Prefer UBERON IDs (http://purl.obolibrary.org/obo/UBERON_$1) (wdt:P1554)

  • Disclaimer: some Fabric team members have been part of UBERON's development
  • ~6000k IDs (out of at least 16k) mapped to Wikidata; no harm in adding remainder to Wikidata if not already present
  • cf. FMA IDs where ~79k (out of around 104k) have been mapped to Wikidata

Chemical entities (compounds, substances)

Prefer PubChem CIDs (http://rdf.ncbi.nlm.nih.gov/pubchem/compound/CID$1) (wdt:P662)

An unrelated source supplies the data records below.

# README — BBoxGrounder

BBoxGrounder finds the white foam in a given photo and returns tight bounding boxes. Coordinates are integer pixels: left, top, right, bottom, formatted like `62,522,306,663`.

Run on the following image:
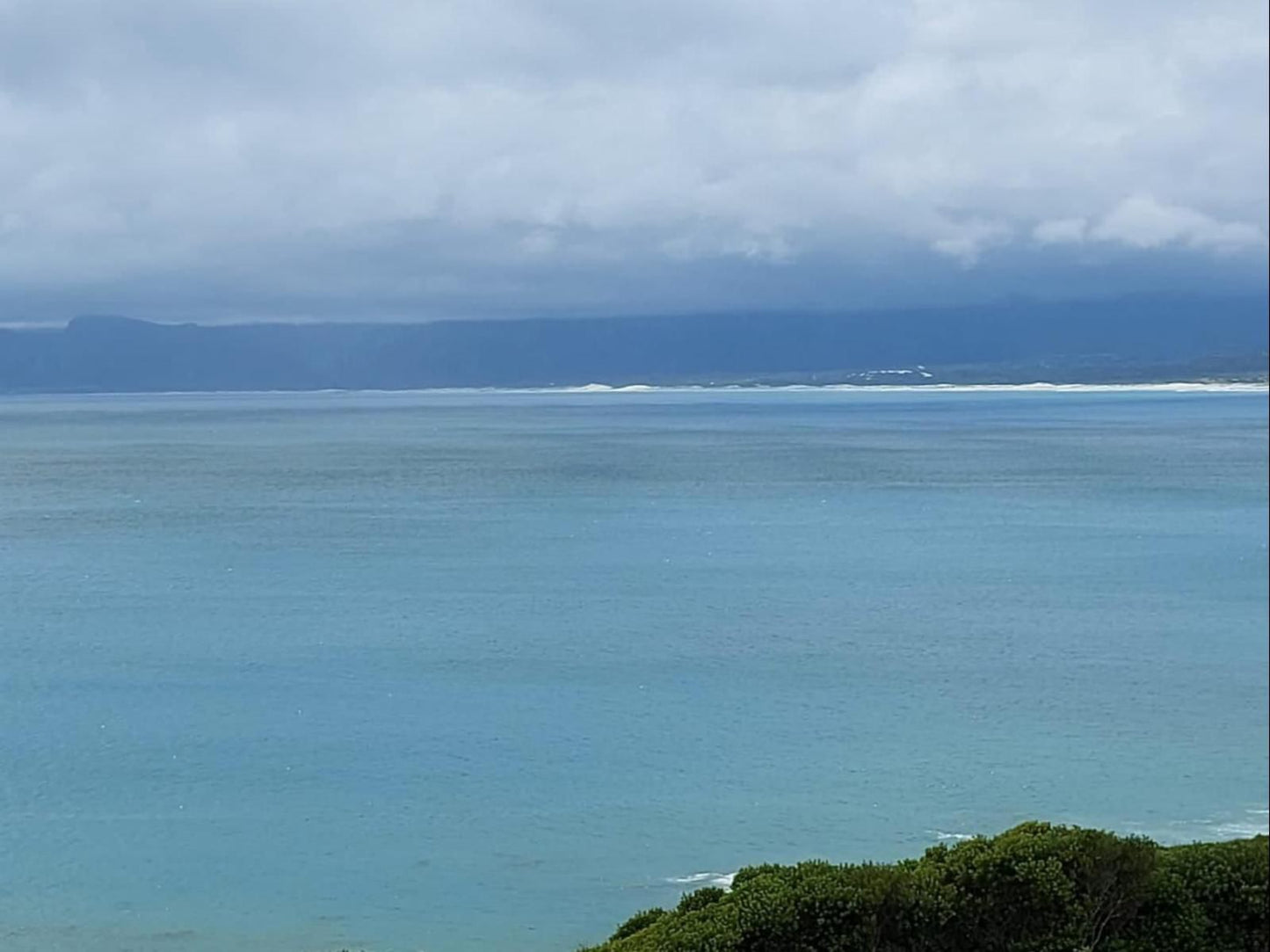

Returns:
665,873,737,890
931,830,974,843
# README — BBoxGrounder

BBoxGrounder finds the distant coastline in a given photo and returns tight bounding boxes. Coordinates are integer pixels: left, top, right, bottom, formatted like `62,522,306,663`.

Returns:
0,380,1270,400
0,294,1270,393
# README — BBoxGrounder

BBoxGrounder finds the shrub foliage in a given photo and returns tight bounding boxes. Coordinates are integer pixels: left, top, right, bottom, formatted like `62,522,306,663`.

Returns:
581,823,1270,952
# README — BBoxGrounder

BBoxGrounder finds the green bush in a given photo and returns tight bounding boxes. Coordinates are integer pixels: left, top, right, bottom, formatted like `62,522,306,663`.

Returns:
581,823,1270,952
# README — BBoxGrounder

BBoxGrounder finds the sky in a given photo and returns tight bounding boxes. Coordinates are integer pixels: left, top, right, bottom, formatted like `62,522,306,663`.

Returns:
0,0,1270,323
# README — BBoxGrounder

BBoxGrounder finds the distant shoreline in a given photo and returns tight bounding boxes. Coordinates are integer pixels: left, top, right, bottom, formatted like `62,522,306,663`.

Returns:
0,380,1270,399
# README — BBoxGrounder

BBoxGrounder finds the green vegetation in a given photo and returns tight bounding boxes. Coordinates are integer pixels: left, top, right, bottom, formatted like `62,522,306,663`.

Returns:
581,824,1270,952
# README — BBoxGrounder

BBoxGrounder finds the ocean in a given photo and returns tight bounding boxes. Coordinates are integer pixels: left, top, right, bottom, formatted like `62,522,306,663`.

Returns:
0,390,1270,952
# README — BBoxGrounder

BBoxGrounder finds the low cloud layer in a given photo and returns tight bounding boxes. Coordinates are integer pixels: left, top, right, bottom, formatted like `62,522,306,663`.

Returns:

  • CAS registry numbers are imprecise (per Tom Luechtefeld)
    • BioBricks/SPOKE standardizing on PubChem CIDs already
  • 1.3m IDs (out of ~111m) mapped to Wikidata; we may need to federate with other external sources

Data types/file formats

Prefer EDAM IDs

  • (No Wikidata identifier property for this; must map from Wikidata item to RDF URL using identifier mappings)
  • Only 44 IDs mapped to Wikidata; no harm in adding remainder to Wikidata if not already present

Diseases

Prefer Monarch Disease Ontology IDs (http://purl.obolibrary.org/obo/MONDO_$1) (wdt:P5270)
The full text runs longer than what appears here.